The JSON-LD type for a page that answers specific questions. Each question is a Question object with a name and an acceptedAnswer. Google historically used FAQPage to render "People also ask" rich snippets, and AI Overviews continue to cite pages with FAQPage markup at a disproportionate rate because the Q&A structure maps cleanly to a user prompt.

Adding FAQPage to a page you already wrote is usually 20 minutes of work: pull out three or four common user questions and copy the answer text verbatim into a Question/acceptedAnswer block. The payoff is outsized.

Google-Extended

AI crawler

Google's opt-out user-agent for Gemini and Vertex AI training. It is not a separate crawler — the same Googlebot you've always known fetches the pages, but a User-agent: Google-Extended / Disallow: / line in robots.txt signals "do not use this content to train Gemini." The page still appears in Google Search and is still fetched by Googlebot for indexing.

This split is a compromise between Google's search product and its AI product, and it lets publishers keep search visibility without feeding the model.
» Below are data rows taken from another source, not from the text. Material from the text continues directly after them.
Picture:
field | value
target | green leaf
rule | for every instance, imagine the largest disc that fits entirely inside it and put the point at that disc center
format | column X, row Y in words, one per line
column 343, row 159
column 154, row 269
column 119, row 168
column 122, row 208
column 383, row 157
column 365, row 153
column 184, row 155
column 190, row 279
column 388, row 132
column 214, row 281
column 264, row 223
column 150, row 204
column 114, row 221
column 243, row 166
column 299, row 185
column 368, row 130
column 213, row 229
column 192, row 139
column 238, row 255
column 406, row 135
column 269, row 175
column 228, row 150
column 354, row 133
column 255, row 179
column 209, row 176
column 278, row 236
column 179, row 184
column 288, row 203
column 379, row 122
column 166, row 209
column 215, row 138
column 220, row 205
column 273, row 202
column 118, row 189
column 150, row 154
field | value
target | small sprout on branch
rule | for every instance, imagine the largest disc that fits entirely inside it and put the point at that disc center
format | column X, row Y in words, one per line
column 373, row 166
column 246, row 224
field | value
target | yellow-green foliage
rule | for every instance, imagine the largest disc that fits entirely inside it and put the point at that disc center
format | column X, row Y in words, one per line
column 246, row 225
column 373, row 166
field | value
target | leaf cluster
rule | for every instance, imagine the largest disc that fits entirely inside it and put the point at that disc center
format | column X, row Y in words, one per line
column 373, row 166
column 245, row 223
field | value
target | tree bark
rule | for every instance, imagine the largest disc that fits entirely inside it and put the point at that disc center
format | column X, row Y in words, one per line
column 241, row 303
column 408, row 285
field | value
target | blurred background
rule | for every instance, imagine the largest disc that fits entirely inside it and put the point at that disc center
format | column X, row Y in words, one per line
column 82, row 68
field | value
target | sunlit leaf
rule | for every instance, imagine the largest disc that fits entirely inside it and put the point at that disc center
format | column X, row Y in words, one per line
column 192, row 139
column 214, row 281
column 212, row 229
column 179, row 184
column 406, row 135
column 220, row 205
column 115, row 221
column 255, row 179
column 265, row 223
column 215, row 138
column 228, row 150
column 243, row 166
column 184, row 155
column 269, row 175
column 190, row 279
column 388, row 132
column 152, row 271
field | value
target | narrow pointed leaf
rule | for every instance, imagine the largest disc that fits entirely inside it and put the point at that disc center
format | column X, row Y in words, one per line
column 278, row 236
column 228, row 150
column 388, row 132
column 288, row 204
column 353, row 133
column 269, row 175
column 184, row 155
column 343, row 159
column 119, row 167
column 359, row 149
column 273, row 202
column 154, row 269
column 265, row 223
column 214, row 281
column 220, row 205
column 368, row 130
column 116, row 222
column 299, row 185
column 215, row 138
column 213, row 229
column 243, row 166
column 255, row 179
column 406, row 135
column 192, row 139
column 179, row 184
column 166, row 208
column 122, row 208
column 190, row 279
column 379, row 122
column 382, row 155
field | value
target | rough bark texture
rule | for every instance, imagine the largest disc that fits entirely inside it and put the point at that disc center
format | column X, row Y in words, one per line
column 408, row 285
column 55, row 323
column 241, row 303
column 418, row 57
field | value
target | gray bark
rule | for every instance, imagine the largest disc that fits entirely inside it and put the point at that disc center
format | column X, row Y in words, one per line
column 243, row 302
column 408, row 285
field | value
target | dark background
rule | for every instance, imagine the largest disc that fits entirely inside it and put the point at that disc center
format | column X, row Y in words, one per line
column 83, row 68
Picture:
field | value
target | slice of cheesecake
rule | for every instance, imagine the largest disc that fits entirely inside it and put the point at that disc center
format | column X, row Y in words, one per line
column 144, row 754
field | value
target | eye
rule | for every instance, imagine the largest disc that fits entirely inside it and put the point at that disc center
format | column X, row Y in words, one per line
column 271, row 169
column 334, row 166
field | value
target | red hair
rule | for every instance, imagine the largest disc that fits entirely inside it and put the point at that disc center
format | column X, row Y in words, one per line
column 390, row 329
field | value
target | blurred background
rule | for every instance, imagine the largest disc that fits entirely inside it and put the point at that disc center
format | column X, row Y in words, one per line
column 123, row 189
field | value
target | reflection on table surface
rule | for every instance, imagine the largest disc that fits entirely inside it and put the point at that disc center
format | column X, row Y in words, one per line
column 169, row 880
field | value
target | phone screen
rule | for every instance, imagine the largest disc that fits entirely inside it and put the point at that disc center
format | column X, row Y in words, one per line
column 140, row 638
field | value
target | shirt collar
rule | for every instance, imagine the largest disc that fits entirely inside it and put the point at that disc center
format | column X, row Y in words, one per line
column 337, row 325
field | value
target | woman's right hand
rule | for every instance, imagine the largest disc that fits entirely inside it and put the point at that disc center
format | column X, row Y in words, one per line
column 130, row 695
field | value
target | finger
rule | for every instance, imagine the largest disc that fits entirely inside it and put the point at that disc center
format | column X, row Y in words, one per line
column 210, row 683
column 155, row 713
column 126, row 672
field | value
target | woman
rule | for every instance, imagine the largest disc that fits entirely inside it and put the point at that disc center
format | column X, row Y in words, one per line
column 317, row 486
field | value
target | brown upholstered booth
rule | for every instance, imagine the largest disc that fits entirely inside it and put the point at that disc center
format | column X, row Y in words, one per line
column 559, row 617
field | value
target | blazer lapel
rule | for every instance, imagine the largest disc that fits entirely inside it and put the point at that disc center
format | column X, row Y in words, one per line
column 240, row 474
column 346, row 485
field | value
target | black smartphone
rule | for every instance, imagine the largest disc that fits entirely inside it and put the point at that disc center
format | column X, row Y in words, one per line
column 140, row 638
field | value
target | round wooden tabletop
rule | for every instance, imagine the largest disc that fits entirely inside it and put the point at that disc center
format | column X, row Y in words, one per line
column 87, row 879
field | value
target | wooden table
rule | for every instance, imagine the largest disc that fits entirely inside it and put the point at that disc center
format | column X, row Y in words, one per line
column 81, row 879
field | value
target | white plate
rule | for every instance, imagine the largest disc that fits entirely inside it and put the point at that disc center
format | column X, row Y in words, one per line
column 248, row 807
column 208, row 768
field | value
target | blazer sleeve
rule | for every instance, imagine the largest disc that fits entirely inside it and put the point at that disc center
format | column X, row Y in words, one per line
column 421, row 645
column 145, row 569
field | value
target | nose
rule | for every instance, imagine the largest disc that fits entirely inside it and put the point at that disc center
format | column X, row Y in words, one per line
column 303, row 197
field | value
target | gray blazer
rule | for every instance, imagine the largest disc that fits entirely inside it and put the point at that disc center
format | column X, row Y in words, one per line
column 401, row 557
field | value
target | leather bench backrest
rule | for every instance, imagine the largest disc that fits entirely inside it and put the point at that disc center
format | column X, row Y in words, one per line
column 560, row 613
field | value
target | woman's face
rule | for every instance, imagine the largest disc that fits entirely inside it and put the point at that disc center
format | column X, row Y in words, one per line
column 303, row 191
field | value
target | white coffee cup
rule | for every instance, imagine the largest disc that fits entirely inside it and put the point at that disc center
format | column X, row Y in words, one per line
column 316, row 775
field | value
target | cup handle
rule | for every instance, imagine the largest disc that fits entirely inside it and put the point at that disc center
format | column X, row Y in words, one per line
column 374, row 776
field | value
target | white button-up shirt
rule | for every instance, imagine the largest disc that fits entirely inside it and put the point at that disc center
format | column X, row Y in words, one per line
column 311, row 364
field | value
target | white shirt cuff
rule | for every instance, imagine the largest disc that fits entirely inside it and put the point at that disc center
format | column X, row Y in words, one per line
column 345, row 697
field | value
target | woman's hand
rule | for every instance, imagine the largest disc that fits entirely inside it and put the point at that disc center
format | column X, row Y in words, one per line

Allowing Google-Extended explicitly (rather than by default) is the signal our rubric looks for.

GPTBot

AI crawler

OpenAI's training crawler for GPT models, launched in mid-2023. It is the most common AI user-agent in production robots.txt files today. A separate user-agent, ChatGPT-User, is used by the in-product browsing tool that fetches pages on behalf of a user's chat query.

GPTBot honours robots.txt at the directory level and respects crawl-delay. Blocking GPTBot while allowing ChatGPT-User is the most common "have your cake and eat it" policy: it removes your content from training but leaves it available for citations when a user explicitly asks ChatGPT about your site.

JSON-LD

Schema.org

The JSON-based serialisation of Schema.org, embedded in an HTML page as <script type="application/ld+json">...</script>. It is the preferred format for structured data on modern sites because it decouples the markup from the rendered HTML — you can change the layout without re-wiring the metadata.

AI crawlers parse every JSON-LD block on a page and merge them into a single entity graph. A homepage can ship an Organization block, a WebSite block with SearchAction, and a BreadcrumbList block, and the model will read all three as one coherent description of the site. Our Schema Inspector shows every JSON-LD block on a page and flags missing fields.

llms-full.txt

Core file

The long-form companion to llms.txt. While llms.txt is a curated manifest of links, llms-full.txt contains the actual prose — the articles, the documentation, the key passages — inlined as markdown in a single file. Crawlers that want to understand the site in one fetch can download llms-full.txt and skip the HTML scraping entirely.

llms-full.txt is optional in the spec and only one extra point on our rubric, but it is a powerful signal when present. A 30 KB llms-full.txt tells an answer engine everything it needs to know about a documentation site in a single HTTP request, versus crawling 50 HTML pages.

llms.txt

Core file

A plain-markdown file at the root of a site (/llms.txt) that describes what the site is about, in a format optimised for large language models. The spec (llmstxt.org) requires an H1 with the site name, a blockquote summary, and H2 sections listing key pages as markdown links with one-line descriptions.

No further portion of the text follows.